Florida’s final argument was one suggested by Justice Clarence Thomas last year in a concurring opinion in Biden v. Knight First Amend. Inst. (2021), in which he raised the possibility that states could regulate social-media platforms as “common carriers” like railroads or public accommodations such as inns. There are many precedents for such regulation of private-property rights. Justice Thomas, however, did not fully flesh out the question of when the First Amendment would permit the state to regulate a provider of speech as a common carrier, other than noting that telegraph companies, in their time, had been regulated in ways (including Section 230–style immunity from defamation suits) that reflected their willingness to take all traffic. Moreover, he acknowledged that “this Court has been inconsistent about whether telegraphs were common carriers.”
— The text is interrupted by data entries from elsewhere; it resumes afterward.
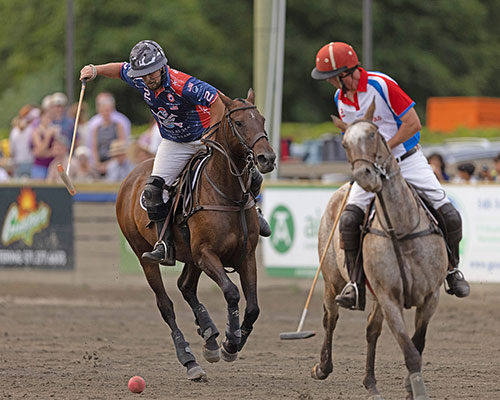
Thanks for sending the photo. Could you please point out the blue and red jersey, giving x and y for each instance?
(181, 107)
(391, 103)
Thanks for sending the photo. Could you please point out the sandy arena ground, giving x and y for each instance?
(63, 337)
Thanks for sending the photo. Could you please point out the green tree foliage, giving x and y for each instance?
(432, 48)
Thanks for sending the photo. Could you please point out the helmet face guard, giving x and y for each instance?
(333, 59)
(146, 57)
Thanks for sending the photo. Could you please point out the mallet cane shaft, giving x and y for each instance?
(316, 276)
(65, 174)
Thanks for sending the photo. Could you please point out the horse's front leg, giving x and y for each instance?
(248, 278)
(373, 330)
(166, 307)
(322, 369)
(210, 263)
(188, 284)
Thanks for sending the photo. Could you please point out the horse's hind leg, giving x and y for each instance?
(248, 278)
(187, 284)
(212, 266)
(373, 330)
(322, 369)
(423, 316)
(393, 313)
(166, 307)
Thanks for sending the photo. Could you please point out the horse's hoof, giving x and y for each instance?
(316, 373)
(228, 357)
(196, 374)
(211, 355)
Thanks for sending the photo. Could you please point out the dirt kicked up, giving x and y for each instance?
(64, 339)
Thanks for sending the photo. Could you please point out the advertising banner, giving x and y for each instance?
(36, 227)
(295, 213)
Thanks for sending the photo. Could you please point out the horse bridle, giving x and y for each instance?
(381, 169)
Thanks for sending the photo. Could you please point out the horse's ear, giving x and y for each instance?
(371, 110)
(226, 100)
(251, 96)
(339, 123)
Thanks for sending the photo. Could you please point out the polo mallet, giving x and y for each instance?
(299, 334)
(65, 174)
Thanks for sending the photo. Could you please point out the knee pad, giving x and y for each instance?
(350, 226)
(153, 198)
(453, 221)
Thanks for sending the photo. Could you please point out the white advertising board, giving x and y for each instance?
(295, 213)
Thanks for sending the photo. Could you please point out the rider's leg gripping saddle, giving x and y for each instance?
(457, 284)
(353, 294)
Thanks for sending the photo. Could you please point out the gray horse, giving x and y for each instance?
(411, 278)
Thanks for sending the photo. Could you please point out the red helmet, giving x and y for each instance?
(334, 58)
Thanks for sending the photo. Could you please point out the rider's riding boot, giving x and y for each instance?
(255, 185)
(457, 284)
(353, 294)
(163, 251)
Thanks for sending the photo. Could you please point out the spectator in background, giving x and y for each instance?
(106, 99)
(83, 121)
(105, 132)
(20, 140)
(57, 109)
(465, 173)
(60, 152)
(438, 167)
(83, 170)
(119, 166)
(484, 174)
(496, 166)
(42, 141)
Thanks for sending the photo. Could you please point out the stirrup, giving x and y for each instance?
(159, 256)
(457, 277)
(357, 303)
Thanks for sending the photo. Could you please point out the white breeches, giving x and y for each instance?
(171, 158)
(417, 171)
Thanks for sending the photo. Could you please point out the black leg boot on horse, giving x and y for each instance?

The Eleventh Circuit noted three problems. One, to the extent that the government regulated businesses that traditionally acted as common carriers or public accommodations, social-media platforms had never behaved that way. Two, it was dubious whether states could pass laws converting them against their will into common carriers, given that the Supreme Court had rejected this for cable companies in Turner and allowed broadcast networks to be regulated in this fashion only because of the physical scarcity of the broadcast spectrum — not an issue on the Internet. On this point, with an eye toward who would make up a Supreme Court majority, Judge Newsom’s opinion pointedly cited opinions by Brett Kavanaugh when he was a D.C. Circuit judge that were skeptical of such treatment for social-media companies.

Third, even if one were to develop an originalist argument for common-carrier regulation, “at common law, even traditional common carriers like innkeepers were allowed to exclude drunks, criminals, diseased persons, and others who were obnoxious to others, and telegraph companies weren’t required to accept obscene, blasphemous, profane or indecent messages” (quotations and citations omitted). Even if one thinks that current First Amendment jurisprudence has unduly limited the government’s power to restrict forms of speech that were traditionally seen as indecent, a Founding-era conception of public decency would cut against forcing private speech-publishing businesses to take all comers.

All in all, the NetChoice opinion bulldozes every argument in favor of government power to dictate content-moderation terms to social-media companies. It does so with firm grounding in the Supreme Court’s precedents, to the point where Florida will have an uphill battle defending its law without asking the Supreme Court to throw out a well-developed body of First Amendment case law. Even more narrowly tailored laws such as the one passed in Texas would be hard to defend under this decision. Big Tech critics may try other legal avenues such as antitrust law or market solutions such as hostile takeovers, shareholder activism, or the creation of competing platforms. But unless they can persuade the Supreme Court to change how it reads the First Amendment, the legal fight to regulate content moderation is probably finished.